Android Image Caching

June 18, 2011 Tyler Schultz

Web development spoiled me. Set the src tag on an img tag and away you go. For the most part, browsers just do the right thing and cache these requests. Disappointingly, Android does not come with out of the box support for caching content downloaded from the network. Server apis often require SSL, request headers, support for different HTTP methods, multipart post bodies, etc. requiring the use of the apache http client libraries. These libraries are powerful, but are a bear to work with. As far as I can tell there is no support for caching http responses built into the apache libraries, requiring that you roll your own caching scheme. Images often do not have all these complicated HTTP requirements. They’re usually simple HTTP GET calls. This makes the java.net.* libraries appealing. The java.net libraries come with some handy classes that makes caching a breeze.

Here is a snippet that will cause your request to be pulled from the cache, should it exist. If it doesn’t exist, the retrieved response will be written to the cache.

URL url = new URL("https://pivotallabs.com/images/pivotallabs-logo.png");
URLConnection connection = url.openConnection();
connection.setUseCaches(true);
Drawable drawable = Drawable.createFromStream(connection.getInputStream(), "src");

In the past I tried to use the code above alone and found it didn’t work, and no solutions seemed obvious. The javadocs for URLConnection don’t mention anything about ResponseCache, but there is work to be done there to make it all work. The following example shows using Android’s cache directory to cache the responses. You’ll want to take a moment to read the Android docs about the cache dir. There are guidelines for use of the directory. This looks like a lot of code (Java, Java, Java, Java), but IntelliJ will allow you to cntl-shift-space your way to happiness and write most of it for you.

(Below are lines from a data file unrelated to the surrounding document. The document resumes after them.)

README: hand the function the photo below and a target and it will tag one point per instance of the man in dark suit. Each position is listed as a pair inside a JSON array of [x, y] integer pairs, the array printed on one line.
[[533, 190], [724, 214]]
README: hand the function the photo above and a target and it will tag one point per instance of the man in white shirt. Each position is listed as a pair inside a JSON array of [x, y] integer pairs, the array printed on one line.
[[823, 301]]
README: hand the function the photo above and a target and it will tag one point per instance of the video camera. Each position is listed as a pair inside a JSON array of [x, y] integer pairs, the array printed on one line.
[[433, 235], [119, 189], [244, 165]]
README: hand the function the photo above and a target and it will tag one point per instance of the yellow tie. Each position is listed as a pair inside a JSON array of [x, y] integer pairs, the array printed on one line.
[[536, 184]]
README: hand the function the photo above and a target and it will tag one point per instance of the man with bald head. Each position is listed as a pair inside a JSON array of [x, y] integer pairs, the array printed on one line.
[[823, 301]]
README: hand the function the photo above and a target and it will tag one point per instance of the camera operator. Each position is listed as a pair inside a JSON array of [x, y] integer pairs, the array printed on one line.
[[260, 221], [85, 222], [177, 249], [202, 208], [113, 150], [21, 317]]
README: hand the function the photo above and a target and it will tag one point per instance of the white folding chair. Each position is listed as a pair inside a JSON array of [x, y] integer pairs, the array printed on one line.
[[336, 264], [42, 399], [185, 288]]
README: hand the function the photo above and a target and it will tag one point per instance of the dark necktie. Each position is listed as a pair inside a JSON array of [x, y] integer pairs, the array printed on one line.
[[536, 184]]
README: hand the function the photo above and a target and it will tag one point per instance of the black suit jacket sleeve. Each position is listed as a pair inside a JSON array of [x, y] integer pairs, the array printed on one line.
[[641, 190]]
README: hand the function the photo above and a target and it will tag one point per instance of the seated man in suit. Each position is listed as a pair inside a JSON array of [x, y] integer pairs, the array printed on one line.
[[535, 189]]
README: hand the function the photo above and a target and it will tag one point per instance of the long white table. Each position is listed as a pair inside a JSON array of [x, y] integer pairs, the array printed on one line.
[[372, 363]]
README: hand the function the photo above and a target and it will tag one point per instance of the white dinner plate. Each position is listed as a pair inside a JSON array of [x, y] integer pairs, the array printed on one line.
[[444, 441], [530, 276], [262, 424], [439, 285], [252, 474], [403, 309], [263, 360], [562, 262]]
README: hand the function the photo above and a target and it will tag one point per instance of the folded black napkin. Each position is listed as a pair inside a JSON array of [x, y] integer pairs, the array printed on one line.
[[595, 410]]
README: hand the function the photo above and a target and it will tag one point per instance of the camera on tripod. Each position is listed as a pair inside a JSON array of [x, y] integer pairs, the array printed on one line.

final String cacheDir = context.getCacheDir();
ResponseCache.setDefault(new ResponseCache() {
    @Override
    public CacheResponse get(URI uri, String s, Map<String, List<string>> headers) throws IOException {
        final File file = new File(cacheDir, escape(uri.getPath()));
        if (file.exists()) {
            return new CacheResponse() {
                @Override
                public Map<String, List<string>> getHeaders() throws IOException {
                    return null;
                }

                @Override
                public InputStream getBody() throws IOException {
                    return new FileInputStream(file);
                }
            };
        } else {
            return null;
        }
    }

    @Override
    public CacheRequest put(URI uri, URLConnection urlConnection) throws IOException {
        final File file = new File(cacheDir, escape(urlConnection.getURL().getPath()));
        return new CacheRequest() {
            @Override
            public OutputStream getBody() throws IOException {
                return new FileOutputStream(file);
            }

            @Override
            public void abort() {
                file.delete();
            }
        };
    }

    private String escape(String url) {
       return url.replace("/", "-").replace(".", "-");
    }
});
</string></string>

This is a simple implementation that pays no attention to the response headers, returns no cached response headers, etc. but I think you get the gist. There is one gotcha: the URI passed into the put method does not contain the path info for the url, it must be retrieved from the URLConnection. Happy caching!